Our fixed income brokerage business performed well also. Revenues were up 19% sequentially and flat with Q1 2012. The expansion of our middle-market resources, coupled with solid strategic trading results, more than offset weakness in our flow trading during the quarter. During the quarter, we added 14 sales and trading professionals as part of our middle-market build out.

Results in our equity financing business generally declined both sequentially and year-over-year. We experienced a healthy capital raising environment in our focus sectors during the quarter. Our activity levels, as measured in number of transactions, were consistent with the overall market, but our results for the quarter lagged at the broader market. The number of bookrun transactions was lower than normal, and this depressed our average fee transaction during the quarter.

One area of recent progress was our investment banking business, where we are investing in the biotech subsector. This subsector represents about 1/3 of our focus sector's fee pool for the quarter. We recently added resources as part of our plans to pursue this opportunity.

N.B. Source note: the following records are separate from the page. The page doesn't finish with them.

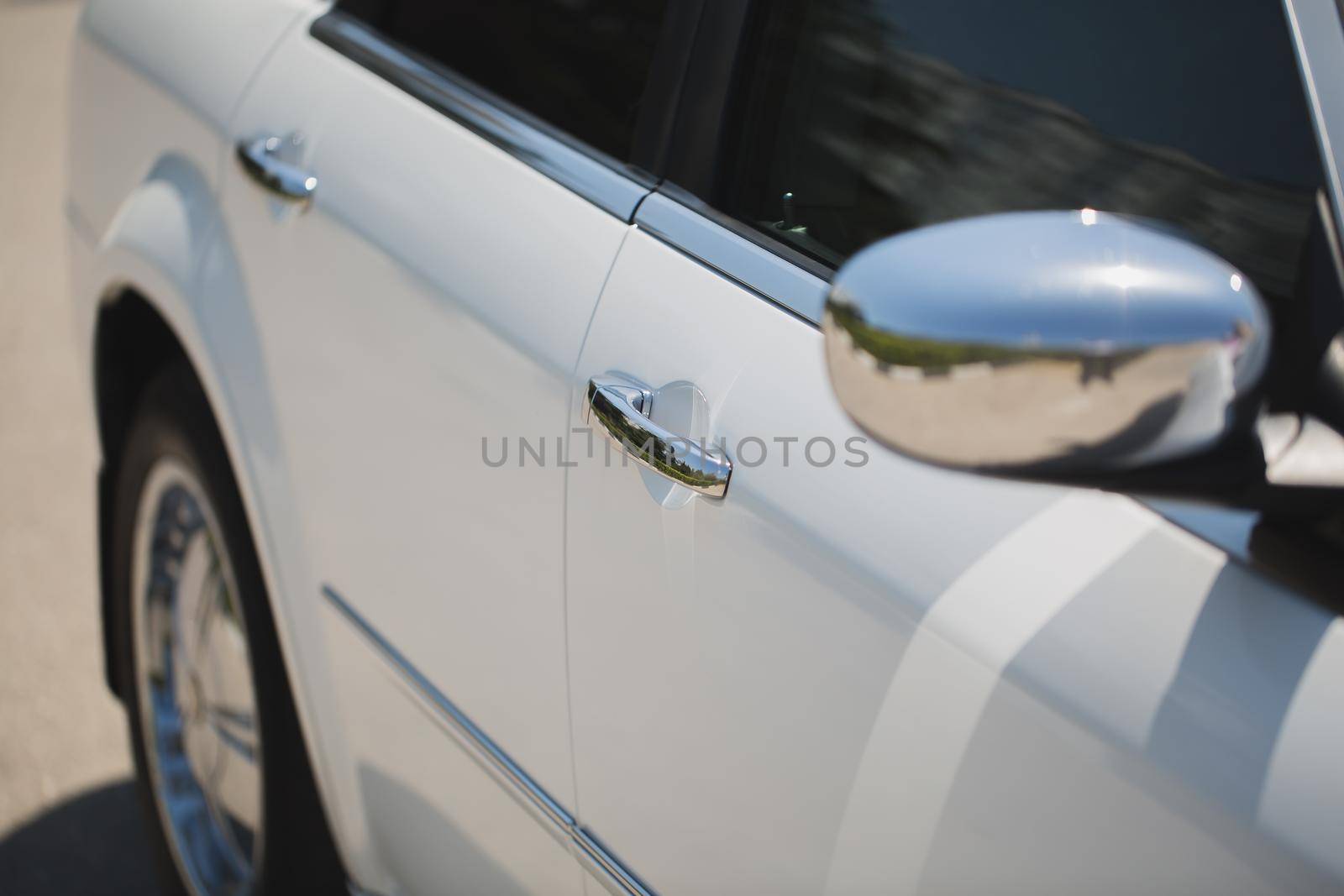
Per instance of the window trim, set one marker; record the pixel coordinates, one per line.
(796, 285)
(613, 186)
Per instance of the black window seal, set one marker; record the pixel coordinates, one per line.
(612, 184)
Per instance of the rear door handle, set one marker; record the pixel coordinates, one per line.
(622, 410)
(260, 159)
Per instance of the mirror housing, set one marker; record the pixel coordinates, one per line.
(1047, 345)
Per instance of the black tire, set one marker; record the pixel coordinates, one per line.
(297, 853)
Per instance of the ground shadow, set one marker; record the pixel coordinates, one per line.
(92, 844)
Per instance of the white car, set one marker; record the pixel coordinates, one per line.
(517, 479)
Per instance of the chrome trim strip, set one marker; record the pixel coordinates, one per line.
(605, 867)
(1317, 36)
(582, 844)
(597, 177)
(761, 270)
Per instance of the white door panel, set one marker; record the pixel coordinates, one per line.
(891, 679)
(434, 295)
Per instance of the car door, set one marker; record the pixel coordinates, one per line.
(853, 673)
(423, 257)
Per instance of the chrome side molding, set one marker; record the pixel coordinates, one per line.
(562, 825)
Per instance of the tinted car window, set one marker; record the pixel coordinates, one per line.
(857, 120)
(580, 65)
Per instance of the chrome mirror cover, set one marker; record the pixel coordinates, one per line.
(1072, 342)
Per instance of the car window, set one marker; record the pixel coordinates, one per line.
(860, 118)
(580, 65)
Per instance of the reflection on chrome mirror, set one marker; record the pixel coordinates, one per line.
(1066, 342)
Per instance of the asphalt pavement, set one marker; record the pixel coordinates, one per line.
(69, 819)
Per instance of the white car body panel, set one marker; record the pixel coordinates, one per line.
(430, 338)
(837, 680)
(840, 680)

I already mentioned the decline in M&A activity for the quarter. This decline has seasonal aspects to it, and the tax-driven activity at the end of 2012 contributed to this steeper decline. As the quarter progressed, we started to see an increase in pitch activity.

Performance in our cash equity business was consistent with the broader market. Our business was up sequentially and down slightly year-over-year as net inflows into equities in Q1 drove higher volumes. It should be noted that our cash equities business has improved sequentially for the past 2 quarters.

Moving on to our Asset Management segment. We benefited from pricing markets during the quarter and the business continued to produce strong margin for us. Revenues were up 12% sequentially and 10% year-over-year. Our assets under management at the quarter-end exceeded $10 billion. While net inflows into our products were flat for the quarter, our strategy to reach retail investors through our mutual funds continues to show steady improvements led by inflows into our MLP product.

Now I will turn the call over to Deb to review our financial performance for the quarter.

Debbra L. Schoneman

Thank you, Andrew. In the first quarter of 2013, continuing operations generated net revenues of $110 million. Net income from continuing operations was $10.7 million or $0.60 per diluted common share. And our pretax operating margin was 16.6%.

For the first quarter of 2013, compensation and benefits expenses were 60.4% of net revenues, down 30 basis points from the full year of 2012 and in line with our goal of 60% to 61%.